Now the lowliest flight attendant or member of ground staff can question decisions made by those in authority, without fear of reprisal, and it has revolutionised safety throughout the industry, reducing the number of accidents and incidents and greatly increasing passenger safety.  Why can’t the NHS practise something similar? 

So besides this, what are the solutions?  I don’t think they necessarily have to be expensive, indeed many could become at least partially self-financing after the initial investment. I have in mind residential projects where members of a community are supported, offered opportunities to be usefully employed within the project, and given access to empathic listening from both staff and peers to find a way back to a ‘normal’ life, given duties and responsibilities as and when they are able, and encouraged to become part of a functioning community.

Places where, most of all, they can feel safe. I have in mind as a model, a project like San Patrignano in Italy which receives no state funding at all. The commercial activities of the community plus donations provide everything needed to run the facility. San Patrignano is vast and houses approximately 1,300 residents at any one time, but smaller-scale enterprises could be rolled out here, at least to try something different in a system that is fundamentally broken.

Restoration projects that become visitor attractions, mills, country houses, farms, farm shops, cafes and places to stay.
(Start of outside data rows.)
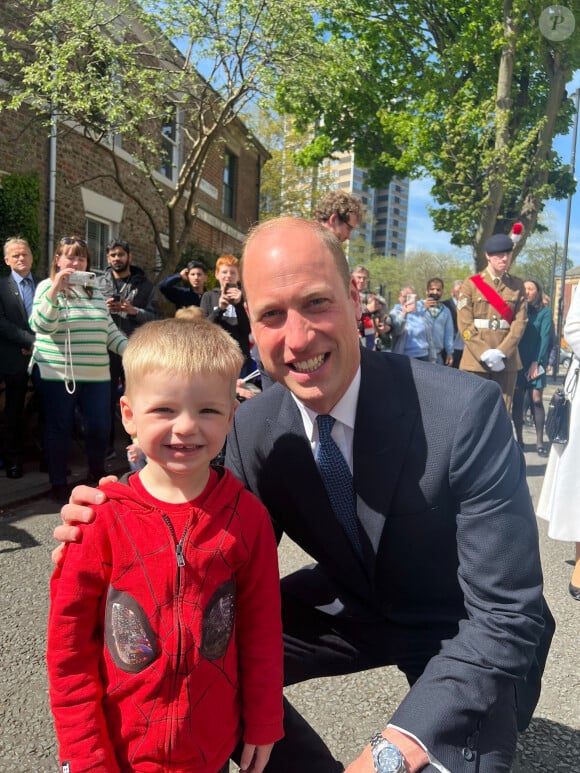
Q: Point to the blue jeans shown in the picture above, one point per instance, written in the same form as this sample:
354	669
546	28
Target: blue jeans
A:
93	401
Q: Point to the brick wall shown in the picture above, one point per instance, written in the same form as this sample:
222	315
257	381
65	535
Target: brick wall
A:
81	163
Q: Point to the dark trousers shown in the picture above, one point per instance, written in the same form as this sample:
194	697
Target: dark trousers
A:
317	644
93	400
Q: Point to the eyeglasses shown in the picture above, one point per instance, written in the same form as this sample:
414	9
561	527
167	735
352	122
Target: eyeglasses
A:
73	240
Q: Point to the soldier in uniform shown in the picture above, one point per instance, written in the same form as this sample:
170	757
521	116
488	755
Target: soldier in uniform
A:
492	316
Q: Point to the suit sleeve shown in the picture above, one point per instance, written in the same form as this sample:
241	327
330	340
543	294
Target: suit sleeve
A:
500	576
74	650
12	332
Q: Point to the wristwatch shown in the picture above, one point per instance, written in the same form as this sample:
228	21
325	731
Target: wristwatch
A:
386	756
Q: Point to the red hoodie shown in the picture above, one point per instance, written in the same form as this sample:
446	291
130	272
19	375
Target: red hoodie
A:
164	635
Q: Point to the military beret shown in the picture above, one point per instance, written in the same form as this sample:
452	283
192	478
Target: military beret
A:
498	243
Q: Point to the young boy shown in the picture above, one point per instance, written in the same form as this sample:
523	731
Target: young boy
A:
165	638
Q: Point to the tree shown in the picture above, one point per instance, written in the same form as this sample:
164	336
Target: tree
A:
472	94
288	188
119	68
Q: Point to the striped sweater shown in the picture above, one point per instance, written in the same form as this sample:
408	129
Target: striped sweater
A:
92	333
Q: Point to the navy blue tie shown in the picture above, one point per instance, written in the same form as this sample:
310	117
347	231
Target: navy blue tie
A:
337	480
27	294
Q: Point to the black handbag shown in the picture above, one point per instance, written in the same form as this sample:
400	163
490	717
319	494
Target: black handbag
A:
558	418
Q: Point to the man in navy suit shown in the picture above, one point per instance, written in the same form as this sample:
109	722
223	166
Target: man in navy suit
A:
442	577
16	340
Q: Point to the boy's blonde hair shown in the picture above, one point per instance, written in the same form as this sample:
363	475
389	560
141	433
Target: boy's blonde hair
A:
190	313
185	347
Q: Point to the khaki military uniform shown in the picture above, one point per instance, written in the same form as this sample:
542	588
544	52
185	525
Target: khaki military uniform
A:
482	327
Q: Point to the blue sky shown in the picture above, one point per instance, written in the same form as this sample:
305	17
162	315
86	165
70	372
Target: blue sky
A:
422	236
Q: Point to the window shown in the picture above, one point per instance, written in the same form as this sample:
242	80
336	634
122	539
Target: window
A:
229	191
169	143
98	236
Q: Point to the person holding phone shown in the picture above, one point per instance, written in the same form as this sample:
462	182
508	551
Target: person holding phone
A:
224	305
534	350
410	330
131	300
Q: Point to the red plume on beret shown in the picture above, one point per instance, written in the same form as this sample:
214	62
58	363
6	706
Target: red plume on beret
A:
517	231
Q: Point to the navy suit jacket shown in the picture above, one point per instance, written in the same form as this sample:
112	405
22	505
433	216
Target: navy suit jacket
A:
15	332
450	539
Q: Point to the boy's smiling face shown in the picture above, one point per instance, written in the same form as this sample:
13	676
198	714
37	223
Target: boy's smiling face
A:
181	422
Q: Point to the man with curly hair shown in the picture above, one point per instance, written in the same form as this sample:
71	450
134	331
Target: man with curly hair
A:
341	213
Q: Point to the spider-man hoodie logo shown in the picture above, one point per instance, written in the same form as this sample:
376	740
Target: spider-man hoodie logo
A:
165	640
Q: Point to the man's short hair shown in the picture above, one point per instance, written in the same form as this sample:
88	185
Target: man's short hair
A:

The possibilities are endless, with some vision and a little investment. The system as it stands is not fit for purpose; we are in a hole, and it is time to stop digging. 

In the meantime, starting from now, I would encourage fellow therapists and professionals to bring our humanity to our work, along with our expertise, knowledge and experience. It is our humanity and basic human kindness that our clients are really looking for, and it is this, I believe, that really kickstarts the healing process. The rest, I hope, will follow.

Jill Davies is a counsellor in a rape and sexual abuse support centre, and also in private practice in the UK.  Her main area of interest is in complex trauma and dissociative disorders.